Valentina: “Dopo aver sconfitto il tumore sogno un centro sportivo per le donne sopravvissute”

Ha scoperto 'l'intruso' dopo la nascita della figlia Cara, secondogenita dopo Tomas. Ma grazie alle cure e alla sua forza d'animo la 38enne massese è riuscita ad uscire dal tunnel: "Sono rinata"

Il suo colore preferito è il bianco, il bianco di una tela sulla quale riscrivere la sua nuova vita, quella che sta affrontando con coraggio, entusiasmo e forza dopo aver sconfitto… l’intruso. Si tratta di una patologia oncologica che è comparsa all’improvviso nella sua vita, in un momento particolarmente significativo: era mamma di una bambina di sei mesi, Cara, che oggi ha tre anni. Valentina Montani, 38 anni, massese residente a Bonascola, è moralmente una delle testimoni sul territorio apuano della Giornata mondiale contro il cancro, che si rinnova ogni anno il 4 febbraio. Quando ha scoperto di avere un tumore non si è persa d’animo, ha affrontato la situazione a testa alta. Sul suo cammino ha incontrato medici di grande professionalità, come la dottoressa Manuela Roncella, di fama nazionale, il reparto di oncologia guidato dal primario Andrea Mambrini, con Chiara Iacconi, e tutto il personale.

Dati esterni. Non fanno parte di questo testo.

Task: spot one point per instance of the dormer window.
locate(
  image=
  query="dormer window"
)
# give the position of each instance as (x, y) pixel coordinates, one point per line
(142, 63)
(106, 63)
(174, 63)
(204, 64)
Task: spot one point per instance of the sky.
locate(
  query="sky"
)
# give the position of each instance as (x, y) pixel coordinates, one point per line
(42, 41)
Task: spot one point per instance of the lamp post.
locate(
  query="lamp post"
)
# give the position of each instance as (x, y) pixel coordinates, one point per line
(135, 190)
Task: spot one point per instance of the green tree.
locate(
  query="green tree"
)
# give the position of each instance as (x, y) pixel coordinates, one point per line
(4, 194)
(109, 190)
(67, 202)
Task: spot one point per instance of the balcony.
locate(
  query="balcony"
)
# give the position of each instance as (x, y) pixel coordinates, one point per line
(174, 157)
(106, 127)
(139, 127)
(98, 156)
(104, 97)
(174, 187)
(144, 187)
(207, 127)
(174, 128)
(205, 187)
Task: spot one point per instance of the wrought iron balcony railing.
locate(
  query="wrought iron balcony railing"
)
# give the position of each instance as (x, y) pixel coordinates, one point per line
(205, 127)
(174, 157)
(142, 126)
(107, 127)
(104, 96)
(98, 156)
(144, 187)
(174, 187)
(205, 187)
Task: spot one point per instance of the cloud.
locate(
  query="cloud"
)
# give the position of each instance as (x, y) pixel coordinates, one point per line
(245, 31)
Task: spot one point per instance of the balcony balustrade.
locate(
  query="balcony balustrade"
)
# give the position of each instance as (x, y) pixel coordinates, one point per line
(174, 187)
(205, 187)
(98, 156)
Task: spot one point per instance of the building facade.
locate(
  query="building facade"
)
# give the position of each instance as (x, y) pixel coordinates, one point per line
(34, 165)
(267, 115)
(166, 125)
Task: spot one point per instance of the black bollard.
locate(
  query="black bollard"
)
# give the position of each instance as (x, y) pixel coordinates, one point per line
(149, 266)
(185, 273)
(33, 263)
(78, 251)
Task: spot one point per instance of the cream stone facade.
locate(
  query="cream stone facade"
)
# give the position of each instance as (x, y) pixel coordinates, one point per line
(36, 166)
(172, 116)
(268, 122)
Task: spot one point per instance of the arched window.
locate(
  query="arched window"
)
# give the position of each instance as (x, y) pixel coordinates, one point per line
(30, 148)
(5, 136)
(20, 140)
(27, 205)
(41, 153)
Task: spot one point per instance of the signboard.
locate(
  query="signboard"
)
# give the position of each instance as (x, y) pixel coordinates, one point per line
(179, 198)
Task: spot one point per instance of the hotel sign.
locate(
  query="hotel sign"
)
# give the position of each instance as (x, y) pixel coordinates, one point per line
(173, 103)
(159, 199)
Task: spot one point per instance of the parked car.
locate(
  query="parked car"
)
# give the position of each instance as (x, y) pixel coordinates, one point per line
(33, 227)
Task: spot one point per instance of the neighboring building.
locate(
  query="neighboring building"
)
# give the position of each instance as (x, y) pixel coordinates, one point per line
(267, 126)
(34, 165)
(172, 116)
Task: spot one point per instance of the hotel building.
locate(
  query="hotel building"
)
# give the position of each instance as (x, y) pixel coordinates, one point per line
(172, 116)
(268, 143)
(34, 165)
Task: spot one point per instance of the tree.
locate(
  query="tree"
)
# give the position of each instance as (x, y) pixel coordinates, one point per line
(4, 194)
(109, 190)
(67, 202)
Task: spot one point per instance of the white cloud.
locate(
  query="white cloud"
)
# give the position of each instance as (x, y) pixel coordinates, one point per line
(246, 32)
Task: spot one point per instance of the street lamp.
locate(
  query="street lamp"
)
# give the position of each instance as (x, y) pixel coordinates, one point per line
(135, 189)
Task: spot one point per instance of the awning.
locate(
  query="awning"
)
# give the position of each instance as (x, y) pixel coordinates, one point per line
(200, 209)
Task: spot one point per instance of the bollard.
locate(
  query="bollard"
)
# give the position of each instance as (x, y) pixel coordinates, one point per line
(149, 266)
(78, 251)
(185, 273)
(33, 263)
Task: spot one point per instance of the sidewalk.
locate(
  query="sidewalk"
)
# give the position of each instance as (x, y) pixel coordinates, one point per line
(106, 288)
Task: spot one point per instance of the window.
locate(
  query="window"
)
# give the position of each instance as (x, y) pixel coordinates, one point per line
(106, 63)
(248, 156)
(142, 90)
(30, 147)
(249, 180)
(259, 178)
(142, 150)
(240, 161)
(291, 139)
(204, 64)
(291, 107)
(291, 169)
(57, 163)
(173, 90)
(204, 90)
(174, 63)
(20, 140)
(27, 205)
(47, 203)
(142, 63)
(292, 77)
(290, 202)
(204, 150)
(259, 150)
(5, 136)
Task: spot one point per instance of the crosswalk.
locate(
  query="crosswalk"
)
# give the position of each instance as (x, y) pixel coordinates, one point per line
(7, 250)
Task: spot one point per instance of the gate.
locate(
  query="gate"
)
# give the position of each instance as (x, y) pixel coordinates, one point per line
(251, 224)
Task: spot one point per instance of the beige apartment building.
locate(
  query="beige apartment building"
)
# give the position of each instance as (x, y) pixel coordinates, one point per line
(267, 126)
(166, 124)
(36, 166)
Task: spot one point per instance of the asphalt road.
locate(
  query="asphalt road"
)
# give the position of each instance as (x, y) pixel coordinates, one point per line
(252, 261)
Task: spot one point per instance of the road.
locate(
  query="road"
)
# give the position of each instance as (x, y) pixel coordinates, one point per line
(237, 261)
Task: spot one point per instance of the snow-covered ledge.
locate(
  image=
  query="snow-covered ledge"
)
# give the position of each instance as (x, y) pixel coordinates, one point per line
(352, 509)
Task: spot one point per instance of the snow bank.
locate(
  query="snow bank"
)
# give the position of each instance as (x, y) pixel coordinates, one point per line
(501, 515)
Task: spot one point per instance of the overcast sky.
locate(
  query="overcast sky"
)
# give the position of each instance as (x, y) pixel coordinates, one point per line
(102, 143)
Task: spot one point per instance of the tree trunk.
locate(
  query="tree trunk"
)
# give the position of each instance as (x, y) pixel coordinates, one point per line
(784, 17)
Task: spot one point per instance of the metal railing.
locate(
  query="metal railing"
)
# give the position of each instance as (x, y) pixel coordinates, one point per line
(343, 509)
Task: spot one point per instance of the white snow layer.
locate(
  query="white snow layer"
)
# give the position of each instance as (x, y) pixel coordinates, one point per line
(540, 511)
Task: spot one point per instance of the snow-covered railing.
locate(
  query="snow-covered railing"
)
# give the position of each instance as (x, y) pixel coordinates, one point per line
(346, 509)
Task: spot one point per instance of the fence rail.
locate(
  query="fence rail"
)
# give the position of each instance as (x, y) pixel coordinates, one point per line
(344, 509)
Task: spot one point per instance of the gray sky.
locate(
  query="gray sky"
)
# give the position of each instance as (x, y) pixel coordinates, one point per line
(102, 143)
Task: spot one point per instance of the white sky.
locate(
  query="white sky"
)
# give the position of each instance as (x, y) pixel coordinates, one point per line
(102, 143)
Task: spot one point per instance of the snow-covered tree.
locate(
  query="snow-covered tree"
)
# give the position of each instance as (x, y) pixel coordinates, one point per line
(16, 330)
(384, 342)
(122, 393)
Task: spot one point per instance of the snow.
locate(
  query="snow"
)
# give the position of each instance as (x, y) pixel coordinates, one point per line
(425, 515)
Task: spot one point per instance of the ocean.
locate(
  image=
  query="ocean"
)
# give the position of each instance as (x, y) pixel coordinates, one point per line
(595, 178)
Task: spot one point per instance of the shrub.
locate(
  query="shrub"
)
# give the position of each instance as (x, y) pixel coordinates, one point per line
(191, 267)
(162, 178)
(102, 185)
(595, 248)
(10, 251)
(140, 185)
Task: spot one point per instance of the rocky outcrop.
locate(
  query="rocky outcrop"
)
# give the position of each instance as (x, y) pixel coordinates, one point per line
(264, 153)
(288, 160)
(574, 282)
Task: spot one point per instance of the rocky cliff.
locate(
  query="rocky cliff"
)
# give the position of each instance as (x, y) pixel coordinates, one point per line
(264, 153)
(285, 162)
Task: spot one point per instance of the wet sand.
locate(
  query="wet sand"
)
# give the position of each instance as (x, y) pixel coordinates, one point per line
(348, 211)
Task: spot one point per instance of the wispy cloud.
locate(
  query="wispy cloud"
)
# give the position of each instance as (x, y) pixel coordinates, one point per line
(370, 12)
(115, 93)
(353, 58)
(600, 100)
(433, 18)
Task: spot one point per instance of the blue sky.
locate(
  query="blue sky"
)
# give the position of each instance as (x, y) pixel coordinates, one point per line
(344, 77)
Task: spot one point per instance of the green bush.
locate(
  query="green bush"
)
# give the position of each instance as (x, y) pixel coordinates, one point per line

Valentina nel suo percorso di cura ha incontrato medici e assistenti sanitari di grande professionalità

È stata curata al day hospital di Carrara, accolta e coccolata dal personale medico e sanitario capitanato da Roberta Crudeli, che è anche presidente dell’associazione Il Volto della Speranza. Valentina, che divide la sua vita con il compagno Francesco, e i due figli Tomas, di 19 anni e, appunto, Cara, da un anno è ‘uscita’ dalla malattia e racconta alla Nazione la sua esperienza. Con un sogno nel cassetto: la realizzazione sul territorio di un centro sportivo per le donne che hanno subito un intervento chirurgico o che sono “inciampate” in un tumore e si sono rialzate. Il messaggio di Valentina è di speranza, un messaggio che guarda al futuro.

La 38enne ha un sogno: aprire un centro sportivo per donne sopravvissute al tumore

Valentina, quando si è accorta che qualcosa non andava?
“Ero diventata mamma per la seconda volta. Stavo allattando e mi sono accorta che al seno c’era qualcosa che non andava, una presenza… estranea. Sono operatrice sociosanitaria, ho capito subito”.

Quale è stata la parola che la ha spinta a lottare?
“Resilienza. Ho avuto accanto la mia famiglia, mia sorella Veronica, il mio compagno Francesco, Tomas. E tutti insieme siamo usciti fuori dal tunnel”.

Cosa è cambiato nella sua vita?
“Tutto. È stata una rinascita: le cose che prima della malattia mi sembravano in un certo modo e alle quali davo un peso sproporzionato, oggi mi sembrano bazzecole. I valori sono diversi. Ho anche cambiato lavoro, sono assistente per persone disabili in una scuola di Viareggio dove sono entrata a settembre grazie alla cooperativa di Vittorio. Vado in palestra. E dall’esperienza dello sport è nato questo sogno di realizzare un centro sportivo per chi ha superato la malattia oncologica”.

Valentina ha raccolto insieme a Daniele Tarantino 1000 firme per il registro tumori. È una leonessa, del resto il leone è il suo segno zodiacale.